I popped next door to grab mittens for Lizzy and Brent. They weren’t complaining yet, but it was getting chilly. We couldn’t really come inside. We didn’t have the option of disturbing the present-wrapping apocalypse or the book editing we’d been hired to preserve. We’d have no place to take them but into our own tiny bedsit downstairs if the weather got bad.

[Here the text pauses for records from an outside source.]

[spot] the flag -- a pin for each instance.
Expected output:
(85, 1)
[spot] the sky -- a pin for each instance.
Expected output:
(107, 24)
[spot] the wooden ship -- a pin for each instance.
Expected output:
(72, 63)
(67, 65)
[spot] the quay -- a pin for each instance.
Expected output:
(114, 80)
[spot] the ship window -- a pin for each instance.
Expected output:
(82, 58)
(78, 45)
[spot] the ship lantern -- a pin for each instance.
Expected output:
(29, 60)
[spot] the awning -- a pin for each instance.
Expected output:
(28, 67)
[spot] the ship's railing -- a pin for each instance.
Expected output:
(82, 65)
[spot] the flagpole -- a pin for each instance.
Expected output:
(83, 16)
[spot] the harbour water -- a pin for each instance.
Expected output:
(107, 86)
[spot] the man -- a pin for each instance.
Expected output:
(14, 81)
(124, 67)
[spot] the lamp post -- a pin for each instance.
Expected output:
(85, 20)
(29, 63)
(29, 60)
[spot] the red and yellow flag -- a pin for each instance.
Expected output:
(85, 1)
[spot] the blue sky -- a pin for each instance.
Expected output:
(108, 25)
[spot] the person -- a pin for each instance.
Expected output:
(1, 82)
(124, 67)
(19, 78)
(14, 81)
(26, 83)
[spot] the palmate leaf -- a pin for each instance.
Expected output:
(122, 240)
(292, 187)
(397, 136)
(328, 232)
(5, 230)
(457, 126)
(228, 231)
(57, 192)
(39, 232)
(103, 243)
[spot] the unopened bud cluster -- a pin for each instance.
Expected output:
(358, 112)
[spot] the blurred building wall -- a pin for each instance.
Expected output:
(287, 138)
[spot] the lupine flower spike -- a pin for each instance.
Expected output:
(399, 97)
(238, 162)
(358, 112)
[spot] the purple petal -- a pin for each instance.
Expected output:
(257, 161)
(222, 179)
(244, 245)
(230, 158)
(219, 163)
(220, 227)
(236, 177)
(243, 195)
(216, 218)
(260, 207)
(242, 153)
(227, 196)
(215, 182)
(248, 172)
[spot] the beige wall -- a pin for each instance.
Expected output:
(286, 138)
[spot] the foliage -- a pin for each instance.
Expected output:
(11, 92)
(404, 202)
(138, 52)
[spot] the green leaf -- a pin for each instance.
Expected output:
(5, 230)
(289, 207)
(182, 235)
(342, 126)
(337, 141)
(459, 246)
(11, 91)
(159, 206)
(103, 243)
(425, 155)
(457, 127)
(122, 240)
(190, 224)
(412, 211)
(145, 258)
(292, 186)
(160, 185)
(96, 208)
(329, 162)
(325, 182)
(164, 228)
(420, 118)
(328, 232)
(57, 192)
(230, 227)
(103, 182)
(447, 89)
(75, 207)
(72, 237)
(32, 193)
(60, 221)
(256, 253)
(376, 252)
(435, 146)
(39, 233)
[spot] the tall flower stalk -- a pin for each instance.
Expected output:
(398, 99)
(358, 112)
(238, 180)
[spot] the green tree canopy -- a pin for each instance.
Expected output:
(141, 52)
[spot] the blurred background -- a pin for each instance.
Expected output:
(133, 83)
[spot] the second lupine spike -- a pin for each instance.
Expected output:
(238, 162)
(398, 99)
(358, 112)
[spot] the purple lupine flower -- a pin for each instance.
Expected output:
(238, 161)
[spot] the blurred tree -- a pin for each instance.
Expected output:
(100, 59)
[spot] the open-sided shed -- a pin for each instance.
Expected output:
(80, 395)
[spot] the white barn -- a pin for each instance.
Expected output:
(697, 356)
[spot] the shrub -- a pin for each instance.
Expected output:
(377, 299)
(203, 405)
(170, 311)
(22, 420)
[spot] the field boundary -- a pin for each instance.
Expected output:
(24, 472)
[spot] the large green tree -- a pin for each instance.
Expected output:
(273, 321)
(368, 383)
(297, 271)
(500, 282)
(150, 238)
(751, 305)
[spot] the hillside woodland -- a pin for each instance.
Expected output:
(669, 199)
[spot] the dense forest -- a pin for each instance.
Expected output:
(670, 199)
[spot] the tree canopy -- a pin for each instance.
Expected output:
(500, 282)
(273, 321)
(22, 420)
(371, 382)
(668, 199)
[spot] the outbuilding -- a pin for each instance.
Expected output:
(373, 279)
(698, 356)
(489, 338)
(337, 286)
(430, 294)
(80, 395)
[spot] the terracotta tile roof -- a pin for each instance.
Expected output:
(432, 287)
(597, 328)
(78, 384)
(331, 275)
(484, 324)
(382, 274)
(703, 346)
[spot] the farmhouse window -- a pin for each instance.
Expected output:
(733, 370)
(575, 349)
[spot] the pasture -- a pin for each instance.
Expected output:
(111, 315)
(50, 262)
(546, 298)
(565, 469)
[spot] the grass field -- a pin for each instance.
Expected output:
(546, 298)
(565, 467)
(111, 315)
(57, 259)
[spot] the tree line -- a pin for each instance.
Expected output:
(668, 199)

I knocked on the Holsts’ door but went ahead and opened it while I did so. It was just a courtesy knock; Mrs. Holst wasn’t bonkers like Mrs. Finley. They weren’t there. The manuscript pages were in piles. Their research books were open on the table. I grabbed four mittens and two hats from the basket by the door and just breathed deeply for
a moment. “Dr. Holst?” I said, which I did whenever I meant either of them. I used Mr. or Mrs. when I wanted to specify.

An echoey laugh bounced around in the bathroom. It was made of two voices.
Ha!
They were taking a bath together.

I got out and quickly closed the door. That was really nice, when grown-ups were happy. Mum was worried I would be scarred when Shep started sleeping over, but I thought it was nice for her. I stayed out of their bedroom. They were both always fully dressed for breakfast, so it’s not like I had to see his skinny legs sticking out from under his dressing gown or Mum in some kind of lacy thing. Once I saw him put his hand on her bum while they were washing dishes together. They jumped apart when they realised I was there. I never caught that again, and I felt like I’d taken something away from her.

Back outside, the sounds of children arguing, that high-pitched indignation they favour, wafted from the play area. Danny was whining, and Katja told him to “shut up.” She shouldn’t talk to him like that. I’ve told her that, but she doesn’t listen. She even swore at him once. She swore at me sometimes, too. She was a lot more fun before we lived together.

I shivered and pushed forward. Danny needed his fresh clothes, so I jogged around to the side of the house. Mr. Bennet had planted winter shrubs around all the edge of the building, thin-branched bushes that snagged my clothes as I jogged past towards the climbing frame. They didn’t flower but were bright themselves: red, yellow, and orange. Together they gave the effect that the house was being cooked over a fire.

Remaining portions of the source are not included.